Date: December 15, 1958

Location: Montgomery, Ala.?

Genre: Letter

Topic: Martin Luther King, Jr. - Education

Martin Luther King, Jr. - Political and Social Views

Details

On 11 December Levison wrote King explaining negotiations with Stride Toward Freedom publisher Harper & Brothers, which had sought to decrease King's royalties for books sold through distributor Maurice A. Lockhart.1

Mr. Stanley D. Levison 
Attorney-at-Law

Dear Stan:

Thank you for your detailed letter of December 11, which clears up several important matters for me. I cannot begin to thank you for negotiating with the publishers and thereby increasing my royalties on the Lockhart sales. I am signing the enclosed letter agreement and they may proceed immediately with the sales.

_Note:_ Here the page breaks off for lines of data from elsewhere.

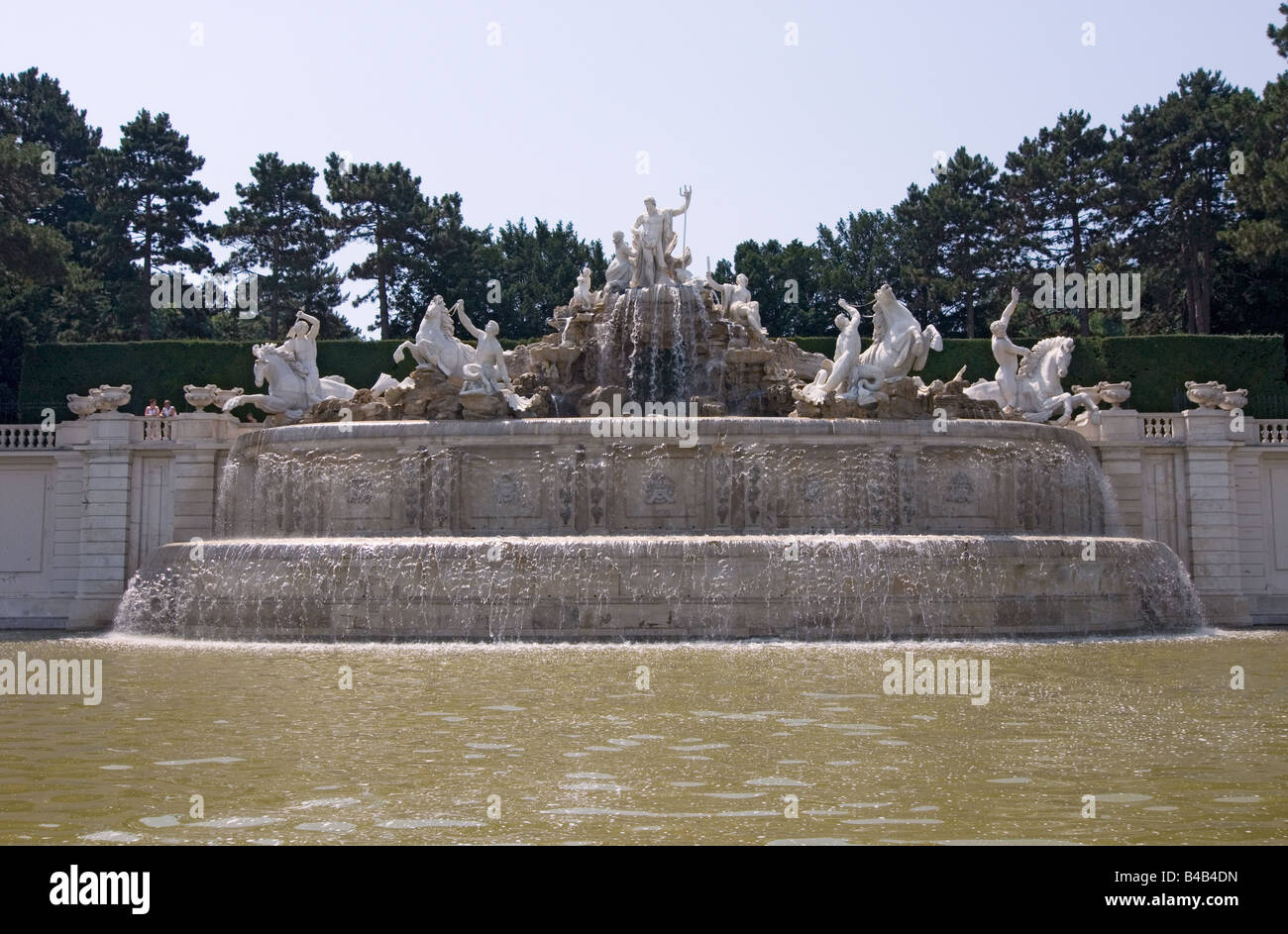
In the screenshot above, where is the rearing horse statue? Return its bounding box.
[224,344,357,419]
[965,338,1100,425]
[859,284,944,378]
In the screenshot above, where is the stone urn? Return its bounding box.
[1073,382,1105,406]
[215,386,245,412]
[67,389,98,419]
[1221,389,1248,412]
[1096,382,1130,408]
[183,382,218,412]
[1185,380,1225,408]
[89,384,134,412]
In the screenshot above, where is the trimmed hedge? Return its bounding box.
[793,334,1288,417]
[18,334,1288,421]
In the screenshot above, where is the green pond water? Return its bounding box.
[0,631,1288,844]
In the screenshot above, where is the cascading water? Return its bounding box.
[117,417,1202,640]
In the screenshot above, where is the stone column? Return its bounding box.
[1096,408,1143,536]
[1181,408,1250,626]
[69,412,133,629]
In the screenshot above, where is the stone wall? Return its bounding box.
[1077,408,1288,625]
[0,410,1288,629]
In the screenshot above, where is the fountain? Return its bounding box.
[116,189,1202,640]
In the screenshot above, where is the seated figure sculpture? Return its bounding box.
[604,231,635,295]
[707,271,769,344]
[456,301,511,395]
[568,265,595,312]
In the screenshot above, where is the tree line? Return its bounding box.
[0,4,1288,412]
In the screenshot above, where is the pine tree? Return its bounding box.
[220,152,352,340]
[1002,111,1109,336]
[90,110,219,340]
[1109,68,1254,334]
[323,152,430,340]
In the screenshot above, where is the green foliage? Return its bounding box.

Enclosed you will find also the check in the amount of $155.76 which takes care of my account with you for books and mailing costs. If there are any additional bills, please feel free to contact me. By the way, I would suggest that you drop another note to Sandy Ray concerning his books. I am sure that his failure to respond to your first letter was just an oversight.2

Thank you very kindly for calling my attention to your overcoat. I must shamefully admit that I had forgotten all about it. My mind has been so crowded for the last several months that I often allow very important matters to pass out of my memory. Please accept my apology for failing to get this coat to you months ago. It is hanging up in my closet and I can assure you that it will be in the mail tomorrow.3

I hope things are going well with you generally. Thanks again for all of your cooperation and support. By the way, I sincerely feel that you should submit a bill to me for all of the things that you are doing to lessen my load and also to save me money. This should include your trip to Montgomery to prepare my income tax and all of the negotiations concerning the book. Please do not hesitate to do this, for after all, what you are doing for me requires a great deal of time and technical knowledge.4

Yours very truly, 
Martin

Enclosures

1. Levison suggested that the staff of the religious department was unused to negotiating with third parties: “They seldom if ever, have to deal with agents or lawyers, and since their writers are not people schooled in the subtle deceits and tricks of business, they are able to get away with anything. I pulled the rug out from under them when I discovered in reading the contract that the clause by which they had reduced your royalty to fourteen cents, did not actually apply to an arrangement of this type. They thought they had a free hand under that clause to make any deal without consent from you, but they were stretching the interpretation beyond any reasonable basis.”

2. In his 11 December letter Levison detailed the cost of books he had purchased and mailed, for which he had not been reimbursed. He also mentioned that New York pastor Sandy Ray owed him money for two hundred copies of Stride.

3. Levison had previously asked if King still had an overcoat he had lent him two years ago, but said “please don’t take it off anyone’s back, including your own, but if it’s only keeping a hanger warm in your closet, I’ll find use for it” (Levison to King, 11 December 1958).

4. In an 8 January 1959 reply, Levison declined King’s offer of pay: “The liberation struggle is the most positive and rewarding area of work anyone could experience. . . . that is payment enough for me and very seriously I am indebted to you, not you to me.”